Hello guys, Long-time lurker, finally posting because I just made a move and want a gut-check from people in the field.
27M, Environmental Scientist → Environmental Engineering. I just accepted a Water/WW EIT role at $95k in Nebraska. Fair comp? Where does it go from here?
What makes this a bit unusual: I actually had no engineering background 25 months ago. I studied really hard in grad school, took all the deficiency courses, passed the FE in Oct 2025, then passed the PE in April 2026.
Background:
- 27M, BS in Environmental Science 2020, then MS in Environmental Engineering (completed 2025)
- Currently working as an Environmental Scientist
- EIT, passed the PE (environmental) exam — not yet licensed. Still need 4 years of qualifying engineering experience, and my prior lab experience won't count toward it, so the clock effectively starts with this new role
- CHMM, HAZWOPER
- 5.4 yrs at a big environmental laboratory as an Environmental Scientist/Specialist (air, water, wastewater, RCRA/CWA/CAA compliance, pilot treatment design)
Comp:
- $95k base (they opened at $88k, I pushed to $95k and they accepted)
- ~7% ESOP contribution (employee-owned firm)
- 401k match (100% of first 5%)
- 8% annual raise, split July/February
- Nebraska
Questions for the group:
- Is $95k fair for an EIT with an MS + 5.4 yrs experience as scientist+ passed PE exam in a MCOL Midwest market (Nebraska), or did I leave money on the table?
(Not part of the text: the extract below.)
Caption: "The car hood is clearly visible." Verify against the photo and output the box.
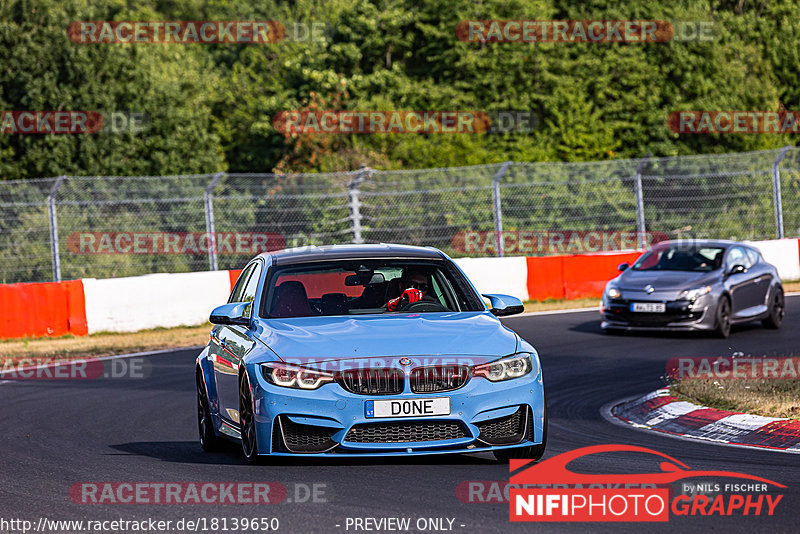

- For those who went EIT → licensed PE at a large consulting firm — how big was the bump when your license actually issued, and did the title change automatically?
- Realistically, what's the path/timeline to $120k+ in water/wastewater consulting?
Trying to feel out if I'm on track or behind. Appreciate any honest takes. Thank you so much in advance.